Natural and human CO2 emissions: natural carbon cycle
Any emanation discharged by the human or nature falls under this general definition of emissions. However, while natural emissions are difficult to measure accurately, human emissions can be easily accounted for through industry and fossil fuel combustion data. If we classified this emission concept by the negative impact on our environment, we would find that, except for natural events such as the volcanic eruption of La Palma in 2021, human influence is behind most of the current emissions. Carbon dioxide (CO2) is one of the gases that most contributes to global warming, so knowing how much is being emitted by human activities into the Earth atmosphere is vital to curb global warming.
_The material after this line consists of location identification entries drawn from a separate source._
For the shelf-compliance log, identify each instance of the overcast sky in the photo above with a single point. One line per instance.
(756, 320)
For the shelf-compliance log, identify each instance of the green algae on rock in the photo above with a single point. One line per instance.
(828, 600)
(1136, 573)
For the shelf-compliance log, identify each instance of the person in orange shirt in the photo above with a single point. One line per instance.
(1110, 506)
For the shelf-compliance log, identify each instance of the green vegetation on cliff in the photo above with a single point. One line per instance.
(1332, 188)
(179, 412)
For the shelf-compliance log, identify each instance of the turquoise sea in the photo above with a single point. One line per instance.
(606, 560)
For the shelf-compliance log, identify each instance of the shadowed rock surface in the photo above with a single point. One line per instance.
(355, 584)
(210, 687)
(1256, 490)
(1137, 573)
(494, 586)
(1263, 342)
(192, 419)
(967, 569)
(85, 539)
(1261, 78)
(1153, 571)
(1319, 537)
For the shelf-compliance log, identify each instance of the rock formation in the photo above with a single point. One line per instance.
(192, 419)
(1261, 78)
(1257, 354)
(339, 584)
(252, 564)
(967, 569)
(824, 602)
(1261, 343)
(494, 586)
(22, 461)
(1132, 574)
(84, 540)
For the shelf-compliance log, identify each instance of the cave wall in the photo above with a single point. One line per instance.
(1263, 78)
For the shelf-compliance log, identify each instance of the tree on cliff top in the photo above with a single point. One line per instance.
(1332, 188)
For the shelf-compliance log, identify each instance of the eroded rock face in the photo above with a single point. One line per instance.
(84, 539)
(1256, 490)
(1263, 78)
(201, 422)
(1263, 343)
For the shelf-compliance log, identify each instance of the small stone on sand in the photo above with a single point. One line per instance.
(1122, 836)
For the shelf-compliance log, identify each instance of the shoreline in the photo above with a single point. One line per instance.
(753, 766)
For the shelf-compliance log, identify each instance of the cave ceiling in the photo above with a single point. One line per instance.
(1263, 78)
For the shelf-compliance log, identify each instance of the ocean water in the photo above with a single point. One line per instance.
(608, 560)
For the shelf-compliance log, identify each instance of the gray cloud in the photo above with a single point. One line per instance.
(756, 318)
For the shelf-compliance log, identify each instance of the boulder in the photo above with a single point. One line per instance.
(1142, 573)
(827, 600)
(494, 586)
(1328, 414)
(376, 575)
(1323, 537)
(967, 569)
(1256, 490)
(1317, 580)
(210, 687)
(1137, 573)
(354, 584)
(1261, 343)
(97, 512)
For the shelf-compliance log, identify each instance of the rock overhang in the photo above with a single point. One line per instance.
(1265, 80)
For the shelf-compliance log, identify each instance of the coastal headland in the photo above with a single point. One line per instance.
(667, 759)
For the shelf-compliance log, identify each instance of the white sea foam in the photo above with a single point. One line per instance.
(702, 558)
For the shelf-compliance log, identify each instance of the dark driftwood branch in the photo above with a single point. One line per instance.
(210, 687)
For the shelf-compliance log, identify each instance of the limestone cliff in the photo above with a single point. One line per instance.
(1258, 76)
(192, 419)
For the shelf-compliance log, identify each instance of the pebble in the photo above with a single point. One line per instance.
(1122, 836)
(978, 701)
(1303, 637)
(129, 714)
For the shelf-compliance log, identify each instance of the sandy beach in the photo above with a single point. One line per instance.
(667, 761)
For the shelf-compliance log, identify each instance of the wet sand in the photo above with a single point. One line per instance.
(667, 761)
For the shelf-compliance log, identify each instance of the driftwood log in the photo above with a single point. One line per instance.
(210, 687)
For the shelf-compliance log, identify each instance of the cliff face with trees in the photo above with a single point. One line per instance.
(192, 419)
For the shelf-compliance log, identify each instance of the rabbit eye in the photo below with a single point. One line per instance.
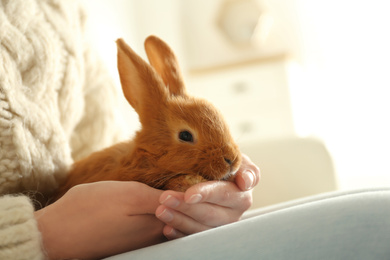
(186, 136)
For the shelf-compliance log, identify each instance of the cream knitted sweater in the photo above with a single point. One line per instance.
(56, 104)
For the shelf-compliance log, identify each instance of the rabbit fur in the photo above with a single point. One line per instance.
(183, 140)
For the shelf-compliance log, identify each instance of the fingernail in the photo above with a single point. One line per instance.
(194, 199)
(170, 201)
(249, 179)
(166, 215)
(171, 233)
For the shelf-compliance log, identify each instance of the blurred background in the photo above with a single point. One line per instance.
(304, 85)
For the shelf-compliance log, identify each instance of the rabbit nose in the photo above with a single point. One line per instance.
(228, 161)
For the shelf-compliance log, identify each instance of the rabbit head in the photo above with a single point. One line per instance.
(182, 134)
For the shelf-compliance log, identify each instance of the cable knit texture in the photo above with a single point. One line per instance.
(19, 235)
(57, 103)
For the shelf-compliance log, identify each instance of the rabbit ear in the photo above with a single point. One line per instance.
(141, 85)
(164, 61)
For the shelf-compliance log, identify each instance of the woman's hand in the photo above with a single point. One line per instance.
(208, 204)
(100, 219)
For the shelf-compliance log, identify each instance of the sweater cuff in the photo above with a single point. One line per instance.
(19, 234)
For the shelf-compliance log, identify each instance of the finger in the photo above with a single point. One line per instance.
(222, 193)
(248, 176)
(171, 233)
(179, 221)
(140, 198)
(206, 213)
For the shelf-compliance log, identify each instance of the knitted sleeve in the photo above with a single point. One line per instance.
(19, 235)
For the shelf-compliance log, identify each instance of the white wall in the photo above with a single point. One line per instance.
(343, 95)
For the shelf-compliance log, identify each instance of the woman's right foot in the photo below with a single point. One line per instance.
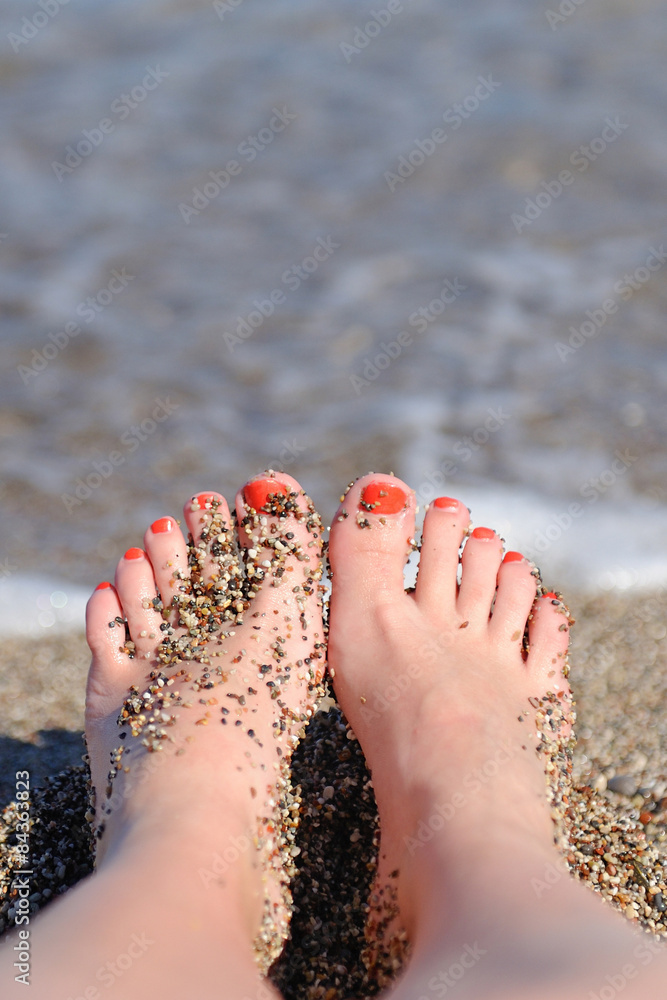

Atmospheric CO2 concentrations have varied naturally and constantly over millions of years of the planet history, within the natural carbon cycle. The CO2 emitted by nature from the oceans and vegetation is offset by natural uptakes from the same oceanic and forest environments (the carbon stores and drains), playing a crucial role in climate regulation and preservation of life on earth. While the oceans and vegetation are able to absorb a portion of human emissions, drains are unable to counteract the accelerating rate of emissions. Accurate assessment of anthropogenic CO2 emissions and their redistribution between the atmosphere, ocean and terrestrial biosphere in an increasingly changing climate is essential to understand better the global carbon cycle, support the development of appropriate climate policies and project future climate change.
Picture 1. The carbon cycle. Source: Global Carbon Budget 2022
Historically, emissions were never viewed negatively because of their temporary or small-scale impact, but since industrialization began in the late 19th century, the rapid increase has become a problem that affects our life-style today and, above all, the future of our planet. In the 1930s-1980s, the drive for large-scale industrialisation led to a global increase in pollutant emissions.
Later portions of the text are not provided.